だがそんな職員達を、まるで無駄話は後にしろと言わんばかりに皆人が制止した。彼らの
驚きとは対照的に淡々とした様子で語り、場の話題を無理やりにでも中断させる。
「そうか。彼女の……」
一方で当の小松大臣──健臣はしみじみと呟いていた。睦月が、スーツの男達が揃って頭
に疑問符を浮かべているものの、かといって何をと突っ込んでいく者がいる訳でもない。
「ところで」
しかしそんな姿も束の間のことだった。ふと、次の瞬間には彼はううんっとわざとらしく
一回咳払いをし、少し威厳を持たせようとするモードになった。じっと睦月を、制服姿の睦
月の全身をざっと上下に見下ろし、注意する。
「君は玄武台の生徒ではないね。その制服は……確か飛鳥崎学園のものだ。サボリかい?
駄目じゃあないか。学生の本分は勉強だよ。若い内に色んなことを学んで、この先の人生を
豊かにする準備なんだから」
「あ、はい。す、すみません……」
今の状況を否応なく思い出さされて、睦月は思わずばつが悪そうに謝った。構わないよ。
だが彼は別にそこまで本気で怒っている訳ではないらしい。苦笑を零し、すると肩越しに軽
く振り返ってスーツの男達に指示を出した。
「学園までは遠いだろう。タクシーを呼んであげよう。金なら気にするな。ああ、それと。
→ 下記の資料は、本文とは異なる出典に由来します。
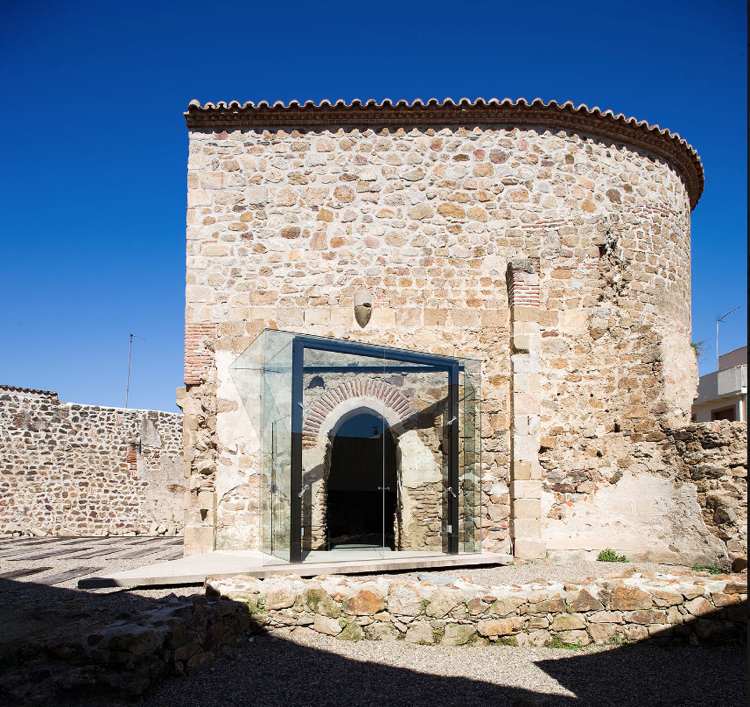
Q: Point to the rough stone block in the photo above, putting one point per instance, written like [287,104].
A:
[526,508]
[526,528]
[528,549]
[199,539]
[526,489]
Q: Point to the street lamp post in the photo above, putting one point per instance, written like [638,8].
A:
[718,321]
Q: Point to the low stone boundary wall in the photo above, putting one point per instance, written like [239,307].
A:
[125,657]
[71,469]
[632,607]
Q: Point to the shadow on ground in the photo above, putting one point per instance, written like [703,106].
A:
[273,670]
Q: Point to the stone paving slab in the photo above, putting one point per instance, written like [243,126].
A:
[194,569]
[61,577]
[26,571]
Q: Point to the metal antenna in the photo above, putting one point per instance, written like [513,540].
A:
[718,320]
[130,362]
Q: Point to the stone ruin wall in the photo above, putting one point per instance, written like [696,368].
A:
[283,227]
[70,469]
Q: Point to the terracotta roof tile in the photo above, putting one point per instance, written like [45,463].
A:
[21,389]
[578,118]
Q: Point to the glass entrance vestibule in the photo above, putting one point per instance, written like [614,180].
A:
[362,451]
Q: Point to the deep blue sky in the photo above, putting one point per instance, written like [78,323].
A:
[93,141]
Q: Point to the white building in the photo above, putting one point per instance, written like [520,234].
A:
[722,395]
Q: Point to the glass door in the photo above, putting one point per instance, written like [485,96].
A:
[375,435]
[345,444]
[362,451]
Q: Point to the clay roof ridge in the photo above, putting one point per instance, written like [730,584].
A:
[228,114]
[22,389]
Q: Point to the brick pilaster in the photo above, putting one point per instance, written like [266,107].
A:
[526,483]
[198,357]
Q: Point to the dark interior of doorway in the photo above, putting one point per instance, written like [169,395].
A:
[362,484]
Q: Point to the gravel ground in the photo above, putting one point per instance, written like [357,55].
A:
[570,571]
[309,669]
[31,609]
[306,668]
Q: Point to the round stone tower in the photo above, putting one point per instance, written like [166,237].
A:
[551,241]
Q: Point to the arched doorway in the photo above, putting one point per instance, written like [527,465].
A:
[362,486]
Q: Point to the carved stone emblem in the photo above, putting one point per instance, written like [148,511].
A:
[362,307]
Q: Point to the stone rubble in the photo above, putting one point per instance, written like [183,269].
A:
[632,607]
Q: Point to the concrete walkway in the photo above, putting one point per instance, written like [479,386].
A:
[196,568]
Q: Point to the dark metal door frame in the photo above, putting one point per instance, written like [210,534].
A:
[450,365]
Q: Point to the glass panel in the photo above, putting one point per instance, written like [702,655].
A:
[469,458]
[417,407]
[263,377]
[343,447]
[390,453]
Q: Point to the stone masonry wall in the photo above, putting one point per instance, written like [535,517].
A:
[285,226]
[632,607]
[70,469]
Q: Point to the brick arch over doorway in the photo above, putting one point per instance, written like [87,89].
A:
[332,405]
[417,450]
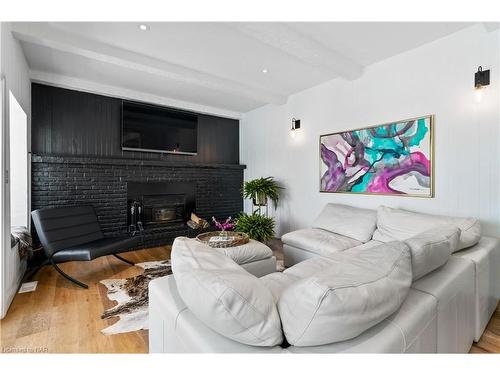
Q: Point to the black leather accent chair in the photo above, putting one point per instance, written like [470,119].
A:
[73,234]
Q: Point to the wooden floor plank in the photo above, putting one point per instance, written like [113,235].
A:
[60,317]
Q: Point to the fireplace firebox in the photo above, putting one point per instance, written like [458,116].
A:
[159,204]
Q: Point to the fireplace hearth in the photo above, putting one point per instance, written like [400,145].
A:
[159,204]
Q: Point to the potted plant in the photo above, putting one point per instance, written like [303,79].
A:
[258,227]
[262,189]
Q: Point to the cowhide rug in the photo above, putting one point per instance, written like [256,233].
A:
[132,297]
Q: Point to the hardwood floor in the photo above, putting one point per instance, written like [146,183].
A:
[490,340]
[60,317]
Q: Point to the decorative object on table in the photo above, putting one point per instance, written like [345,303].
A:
[258,227]
[213,239]
[260,190]
[390,159]
[131,294]
[197,222]
[224,227]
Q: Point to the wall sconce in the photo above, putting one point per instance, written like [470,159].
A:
[295,124]
[481,79]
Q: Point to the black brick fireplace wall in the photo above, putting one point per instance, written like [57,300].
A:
[102,183]
[77,159]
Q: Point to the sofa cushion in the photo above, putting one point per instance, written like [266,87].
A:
[353,222]
[359,289]
[432,249]
[249,252]
[319,241]
[395,224]
[224,296]
[277,282]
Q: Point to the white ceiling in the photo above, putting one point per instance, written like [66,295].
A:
[216,67]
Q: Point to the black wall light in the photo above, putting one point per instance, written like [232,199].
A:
[481,78]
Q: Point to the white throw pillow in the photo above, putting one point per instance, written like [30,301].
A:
[396,224]
[354,222]
[359,289]
[224,296]
[432,249]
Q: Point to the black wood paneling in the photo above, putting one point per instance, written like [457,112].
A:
[68,122]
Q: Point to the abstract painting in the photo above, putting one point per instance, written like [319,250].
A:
[390,159]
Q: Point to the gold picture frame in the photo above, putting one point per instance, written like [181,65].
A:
[424,152]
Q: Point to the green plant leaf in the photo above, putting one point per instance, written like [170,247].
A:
[258,227]
[266,186]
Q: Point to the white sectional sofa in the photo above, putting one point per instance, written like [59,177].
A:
[424,300]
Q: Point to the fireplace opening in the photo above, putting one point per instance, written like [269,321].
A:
[158,204]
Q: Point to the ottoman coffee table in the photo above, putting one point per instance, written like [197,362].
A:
[254,256]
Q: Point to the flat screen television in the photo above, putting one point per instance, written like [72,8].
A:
[152,128]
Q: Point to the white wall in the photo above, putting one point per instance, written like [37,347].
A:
[436,78]
[18,179]
[14,69]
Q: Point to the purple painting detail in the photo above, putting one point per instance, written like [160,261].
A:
[387,159]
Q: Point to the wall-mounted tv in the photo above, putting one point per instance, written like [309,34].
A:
[152,128]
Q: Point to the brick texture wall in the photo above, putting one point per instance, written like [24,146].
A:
[102,183]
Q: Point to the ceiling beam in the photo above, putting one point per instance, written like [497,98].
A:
[491,26]
[300,46]
[47,36]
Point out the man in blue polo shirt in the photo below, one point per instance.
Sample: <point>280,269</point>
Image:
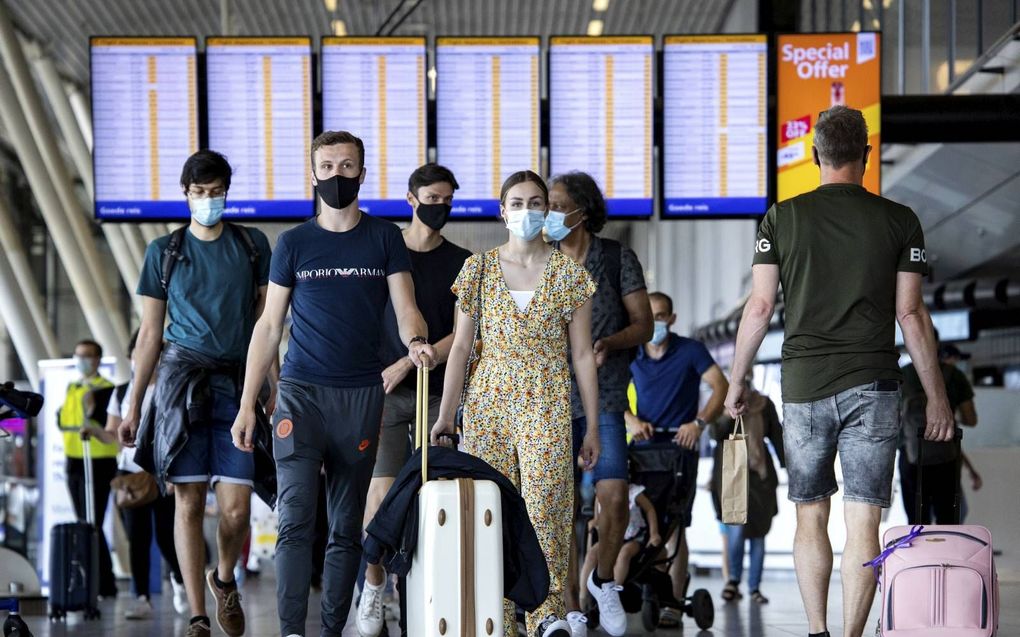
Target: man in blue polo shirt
<point>667,377</point>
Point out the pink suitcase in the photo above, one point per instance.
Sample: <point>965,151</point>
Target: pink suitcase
<point>937,580</point>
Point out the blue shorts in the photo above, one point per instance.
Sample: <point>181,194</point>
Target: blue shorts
<point>862,424</point>
<point>612,463</point>
<point>209,453</point>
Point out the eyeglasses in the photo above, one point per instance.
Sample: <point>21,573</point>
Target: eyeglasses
<point>200,193</point>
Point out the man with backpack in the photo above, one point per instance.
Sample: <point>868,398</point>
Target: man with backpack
<point>210,278</point>
<point>621,321</point>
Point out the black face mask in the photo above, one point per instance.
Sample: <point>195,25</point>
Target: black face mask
<point>339,192</point>
<point>434,215</point>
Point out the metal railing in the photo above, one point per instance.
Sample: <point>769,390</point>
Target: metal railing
<point>927,44</point>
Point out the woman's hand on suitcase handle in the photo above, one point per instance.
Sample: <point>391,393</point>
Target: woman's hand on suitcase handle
<point>243,430</point>
<point>421,354</point>
<point>439,429</point>
<point>655,540</point>
<point>589,456</point>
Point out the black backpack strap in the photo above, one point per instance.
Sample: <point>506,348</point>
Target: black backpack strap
<point>171,254</point>
<point>246,240</point>
<point>614,268</point>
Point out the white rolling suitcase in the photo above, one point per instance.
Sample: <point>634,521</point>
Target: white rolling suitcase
<point>455,585</point>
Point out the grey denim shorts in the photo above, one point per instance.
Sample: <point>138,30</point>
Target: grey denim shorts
<point>863,425</point>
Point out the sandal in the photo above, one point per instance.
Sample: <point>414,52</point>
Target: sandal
<point>731,591</point>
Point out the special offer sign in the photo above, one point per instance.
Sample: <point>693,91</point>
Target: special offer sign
<point>815,72</point>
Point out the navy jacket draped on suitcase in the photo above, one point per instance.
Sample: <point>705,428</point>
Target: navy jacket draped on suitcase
<point>393,534</point>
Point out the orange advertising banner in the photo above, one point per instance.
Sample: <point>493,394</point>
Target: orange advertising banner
<point>815,72</point>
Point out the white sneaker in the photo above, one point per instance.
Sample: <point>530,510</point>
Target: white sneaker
<point>612,619</point>
<point>370,611</point>
<point>141,609</point>
<point>552,626</point>
<point>578,624</point>
<point>180,596</point>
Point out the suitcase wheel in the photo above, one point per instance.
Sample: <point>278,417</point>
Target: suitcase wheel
<point>650,615</point>
<point>700,607</point>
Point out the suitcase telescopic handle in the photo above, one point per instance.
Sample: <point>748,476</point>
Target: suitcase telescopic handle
<point>421,420</point>
<point>90,493</point>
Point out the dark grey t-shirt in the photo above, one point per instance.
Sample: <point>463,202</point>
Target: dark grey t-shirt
<point>608,317</point>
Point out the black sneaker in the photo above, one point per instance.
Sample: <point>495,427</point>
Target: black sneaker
<point>552,626</point>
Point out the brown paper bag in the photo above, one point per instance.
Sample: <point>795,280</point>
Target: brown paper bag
<point>734,476</point>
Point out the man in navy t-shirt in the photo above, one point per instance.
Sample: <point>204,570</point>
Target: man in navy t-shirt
<point>336,273</point>
<point>667,376</point>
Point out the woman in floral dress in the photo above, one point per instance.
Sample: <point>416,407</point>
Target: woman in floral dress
<point>531,302</point>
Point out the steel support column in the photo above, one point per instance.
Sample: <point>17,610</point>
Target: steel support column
<point>17,263</point>
<point>80,150</point>
<point>98,315</point>
<point>19,324</point>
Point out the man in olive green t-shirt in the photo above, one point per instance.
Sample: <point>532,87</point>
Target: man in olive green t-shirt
<point>851,263</point>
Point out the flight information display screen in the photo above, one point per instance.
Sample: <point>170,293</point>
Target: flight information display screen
<point>600,105</point>
<point>487,102</point>
<point>145,124</point>
<point>260,117</point>
<point>714,126</point>
<point>374,88</point>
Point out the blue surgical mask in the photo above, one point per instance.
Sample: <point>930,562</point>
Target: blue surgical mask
<point>84,365</point>
<point>660,333</point>
<point>556,228</point>
<point>525,223</point>
<point>208,211</point>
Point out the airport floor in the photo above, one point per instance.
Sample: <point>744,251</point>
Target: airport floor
<point>781,618</point>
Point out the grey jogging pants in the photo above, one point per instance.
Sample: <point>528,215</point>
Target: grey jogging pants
<point>339,430</point>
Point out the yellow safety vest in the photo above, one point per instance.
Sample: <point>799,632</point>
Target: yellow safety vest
<point>72,417</point>
<point>631,403</point>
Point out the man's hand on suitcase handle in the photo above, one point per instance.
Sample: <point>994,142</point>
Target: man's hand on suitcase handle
<point>128,428</point>
<point>940,424</point>
<point>243,430</point>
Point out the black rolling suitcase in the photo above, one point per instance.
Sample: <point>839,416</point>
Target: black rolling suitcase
<point>74,559</point>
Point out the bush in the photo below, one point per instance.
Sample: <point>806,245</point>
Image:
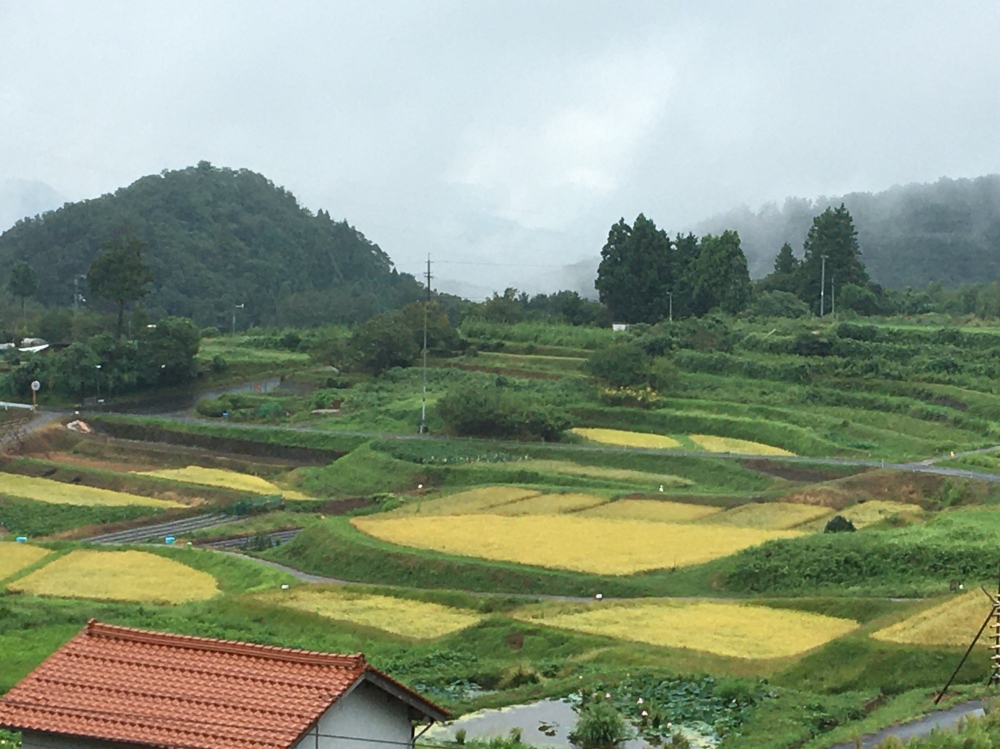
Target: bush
<point>499,413</point>
<point>620,365</point>
<point>600,726</point>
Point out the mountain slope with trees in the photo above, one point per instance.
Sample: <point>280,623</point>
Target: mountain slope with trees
<point>216,238</point>
<point>910,235</point>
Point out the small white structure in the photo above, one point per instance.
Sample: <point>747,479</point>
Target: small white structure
<point>118,688</point>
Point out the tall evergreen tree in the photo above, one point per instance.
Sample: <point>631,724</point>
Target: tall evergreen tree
<point>720,278</point>
<point>832,234</point>
<point>636,271</point>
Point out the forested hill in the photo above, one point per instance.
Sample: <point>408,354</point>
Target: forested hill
<point>910,235</point>
<point>217,238</point>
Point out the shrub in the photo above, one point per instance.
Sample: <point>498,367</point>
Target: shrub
<point>600,726</point>
<point>839,524</point>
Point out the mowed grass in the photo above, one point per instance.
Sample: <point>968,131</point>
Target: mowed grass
<point>715,444</point>
<point>224,479</point>
<point>417,619</point>
<point>118,576</point>
<point>548,504</point>
<point>15,557</point>
<point>585,544</point>
<point>471,501</point>
<point>600,472</point>
<point>651,510</point>
<point>57,492</point>
<point>954,622</point>
<point>623,438</point>
<point>728,629</point>
<point>769,515</point>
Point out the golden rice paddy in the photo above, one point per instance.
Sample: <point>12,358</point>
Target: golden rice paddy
<point>600,472</point>
<point>728,629</point>
<point>626,439</point>
<point>770,515</point>
<point>118,576</point>
<point>731,445</point>
<point>651,510</point>
<point>585,544</point>
<point>417,619</point>
<point>548,504</point>
<point>57,492</point>
<point>15,557</point>
<point>954,622</point>
<point>224,479</point>
<point>472,501</point>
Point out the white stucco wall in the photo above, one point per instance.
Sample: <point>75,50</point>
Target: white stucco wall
<point>366,713</point>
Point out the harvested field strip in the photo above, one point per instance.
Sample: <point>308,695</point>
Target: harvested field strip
<point>416,619</point>
<point>15,557</point>
<point>728,629</point>
<point>57,492</point>
<point>597,545</point>
<point>223,478</point>
<point>472,501</point>
<point>548,504</point>
<point>954,622</point>
<point>651,510</point>
<point>770,515</point>
<point>626,439</point>
<point>118,576</point>
<point>570,468</point>
<point>731,445</point>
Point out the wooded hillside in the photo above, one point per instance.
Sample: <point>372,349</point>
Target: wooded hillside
<point>217,238</point>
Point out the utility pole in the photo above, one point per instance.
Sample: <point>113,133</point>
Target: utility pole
<point>427,304</point>
<point>822,284</point>
<point>236,307</point>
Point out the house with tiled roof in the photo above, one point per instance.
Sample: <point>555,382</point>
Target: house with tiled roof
<point>116,687</point>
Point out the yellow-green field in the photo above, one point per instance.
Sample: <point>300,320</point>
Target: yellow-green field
<point>770,515</point>
<point>715,444</point>
<point>729,629</point>
<point>954,622</point>
<point>224,479</point>
<point>400,616</point>
<point>56,492</point>
<point>15,557</point>
<point>626,439</point>
<point>586,544</point>
<point>548,504</point>
<point>118,576</point>
<point>651,510</point>
<point>599,472</point>
<point>472,501</point>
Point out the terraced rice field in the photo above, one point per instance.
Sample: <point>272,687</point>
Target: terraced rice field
<point>57,492</point>
<point>224,479</point>
<point>715,444</point>
<point>770,515</point>
<point>472,501</point>
<point>15,557</point>
<point>118,576</point>
<point>599,472</point>
<point>416,619</point>
<point>585,544</point>
<point>548,504</point>
<point>954,622</point>
<point>651,510</point>
<point>626,439</point>
<point>728,629</point>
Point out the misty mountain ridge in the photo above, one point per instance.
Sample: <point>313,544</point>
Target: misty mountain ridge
<point>910,235</point>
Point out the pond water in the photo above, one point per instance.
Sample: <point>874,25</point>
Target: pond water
<point>545,723</point>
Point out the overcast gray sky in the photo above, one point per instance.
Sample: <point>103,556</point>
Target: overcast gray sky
<point>507,132</point>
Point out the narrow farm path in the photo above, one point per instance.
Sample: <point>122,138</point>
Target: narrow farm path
<point>944,720</point>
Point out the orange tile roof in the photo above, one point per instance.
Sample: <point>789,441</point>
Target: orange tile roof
<point>130,685</point>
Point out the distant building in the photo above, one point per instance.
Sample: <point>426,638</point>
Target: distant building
<point>115,687</point>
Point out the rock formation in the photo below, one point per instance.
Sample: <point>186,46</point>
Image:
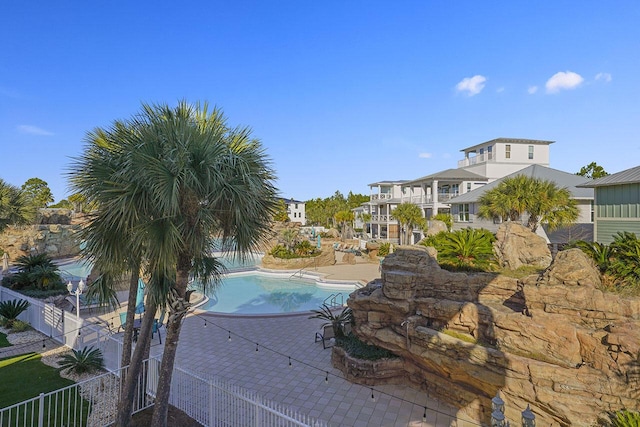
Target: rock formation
<point>553,341</point>
<point>516,246</point>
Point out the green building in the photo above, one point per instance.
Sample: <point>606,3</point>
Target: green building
<point>616,204</point>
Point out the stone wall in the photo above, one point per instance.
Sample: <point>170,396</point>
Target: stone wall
<point>553,341</point>
<point>57,240</point>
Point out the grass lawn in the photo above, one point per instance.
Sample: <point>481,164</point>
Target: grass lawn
<point>24,377</point>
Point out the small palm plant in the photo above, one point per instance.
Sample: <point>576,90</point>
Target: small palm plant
<point>336,320</point>
<point>88,359</point>
<point>10,310</point>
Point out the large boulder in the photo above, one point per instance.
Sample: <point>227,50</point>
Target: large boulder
<point>516,246</point>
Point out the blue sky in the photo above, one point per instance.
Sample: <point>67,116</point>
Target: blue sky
<point>341,93</point>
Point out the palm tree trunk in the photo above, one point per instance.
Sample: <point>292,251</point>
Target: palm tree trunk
<point>161,406</point>
<point>127,339</point>
<point>125,405</point>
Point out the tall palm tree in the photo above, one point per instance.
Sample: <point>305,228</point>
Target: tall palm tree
<point>542,200</point>
<point>179,178</point>
<point>409,216</point>
<point>13,208</point>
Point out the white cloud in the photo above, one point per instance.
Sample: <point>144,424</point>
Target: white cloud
<point>563,80</point>
<point>34,130</point>
<point>606,77</point>
<point>471,85</point>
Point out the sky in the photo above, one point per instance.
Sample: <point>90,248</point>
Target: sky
<point>342,94</point>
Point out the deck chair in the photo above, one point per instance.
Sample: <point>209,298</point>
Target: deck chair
<point>325,335</point>
<point>157,324</point>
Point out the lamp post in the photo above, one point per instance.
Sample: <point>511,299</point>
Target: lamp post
<point>77,293</point>
<point>497,411</point>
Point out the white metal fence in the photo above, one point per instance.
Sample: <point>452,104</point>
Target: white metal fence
<point>93,402</point>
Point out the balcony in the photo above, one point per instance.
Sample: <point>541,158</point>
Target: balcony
<point>480,158</point>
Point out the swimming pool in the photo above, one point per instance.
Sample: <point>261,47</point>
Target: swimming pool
<point>272,293</point>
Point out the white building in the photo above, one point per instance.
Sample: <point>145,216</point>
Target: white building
<point>295,210</point>
<point>482,164</point>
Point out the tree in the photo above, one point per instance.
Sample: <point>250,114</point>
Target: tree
<point>281,213</point>
<point>593,171</point>
<point>543,200</point>
<point>13,209</point>
<point>179,177</point>
<point>37,193</point>
<point>409,216</point>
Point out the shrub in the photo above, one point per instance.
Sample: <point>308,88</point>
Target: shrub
<point>353,346</point>
<point>88,359</point>
<point>10,310</point>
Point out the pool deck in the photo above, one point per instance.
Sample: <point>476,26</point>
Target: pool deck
<point>301,386</point>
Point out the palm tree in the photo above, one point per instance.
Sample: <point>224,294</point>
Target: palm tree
<point>177,178</point>
<point>409,216</point>
<point>543,200</point>
<point>13,208</point>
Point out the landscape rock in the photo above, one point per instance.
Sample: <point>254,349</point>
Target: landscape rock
<point>517,246</point>
<point>553,341</point>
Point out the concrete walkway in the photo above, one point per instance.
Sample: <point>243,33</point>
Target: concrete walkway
<point>205,349</point>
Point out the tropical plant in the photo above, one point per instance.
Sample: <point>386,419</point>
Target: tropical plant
<point>336,320</point>
<point>11,309</point>
<point>37,193</point>
<point>600,253</point>
<point>542,200</point>
<point>467,247</point>
<point>384,249</point>
<point>593,171</point>
<point>88,359</point>
<point>173,180</point>
<point>409,216</point>
<point>625,264</point>
<point>13,208</point>
<point>446,218</point>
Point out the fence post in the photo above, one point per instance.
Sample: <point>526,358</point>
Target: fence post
<point>41,410</point>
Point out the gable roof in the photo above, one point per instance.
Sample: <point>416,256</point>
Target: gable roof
<point>560,178</point>
<point>450,174</point>
<point>628,176</point>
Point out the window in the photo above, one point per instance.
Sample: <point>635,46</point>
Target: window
<point>463,212</point>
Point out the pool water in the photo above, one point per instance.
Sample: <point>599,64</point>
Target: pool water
<point>257,293</point>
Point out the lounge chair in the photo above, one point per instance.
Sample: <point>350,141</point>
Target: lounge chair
<point>325,335</point>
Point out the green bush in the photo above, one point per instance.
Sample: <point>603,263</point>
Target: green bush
<point>11,309</point>
<point>360,350</point>
<point>88,359</point>
<point>469,249</point>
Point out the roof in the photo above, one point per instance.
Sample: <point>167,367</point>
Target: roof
<point>510,141</point>
<point>628,176</point>
<point>560,178</point>
<point>392,182</point>
<point>450,174</point>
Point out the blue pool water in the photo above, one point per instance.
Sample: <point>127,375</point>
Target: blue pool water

降りる場所は裏口がいいだろうな。真正面から帰ればすぐに先生に見つかってしまうぞ?」
はあ……。トントンと進む話に遠慮する暇もなく、睦月はそう曖昧な返事をするしかなか
った。スーツの部下達も、少々人の良過ぎるこの上司に若干躊躇いつつ、しかし指示とあれ
ばすぐに従う。懐からデバイスを取り出して市内のタクシー会社にコールする。
「あ、ありがとうございます。あの、それで、おじさん達は大丈夫なんですか? 車、随分
派手にやられちゃいましたけど」
「ん? ああ……。真ん中の一台は置いていくしかないが、残り二台がある。一旦帰るには
支障ないよ。また後で回収させる。どのみちこんな事になっては後始末をしない訳にはいか
ないからね」
「そう……ですね」
少なくとも、彼ら自身に大事がなくて本当によかった。終始ペースを握られながらも、睦
月は内心大きく安堵していた。何というか、彼らをアウターのあれこれに巻き込んでしまっ
てはならないと直感が告げていたからだ。
こっそりと、彼らが車の方に戻っていくのを確認してから、睦月はインカム越しに自分達
を見ている筈の親友らに呼び掛ける。
「皆人」
『……ああ。とりあえず戻って来い。大分時間を食ってしまった。学園の方は國子と大江が
カバーしてくれているが、これ以上深追いするのは限界だろう』
うん。懐の中のパンドラもコクと頷き、睦月は健臣らが手配してくれたタクシーが来るの
を待った。乗り込むのを確認して、彼らもまた残った二台に分乗し直してこの堤防道を引き
返していく。
『……』
とりあえず戻って来い。
そこにもっと別の意図が含まれていたことなど、この時睦月はまだ知る由もなく。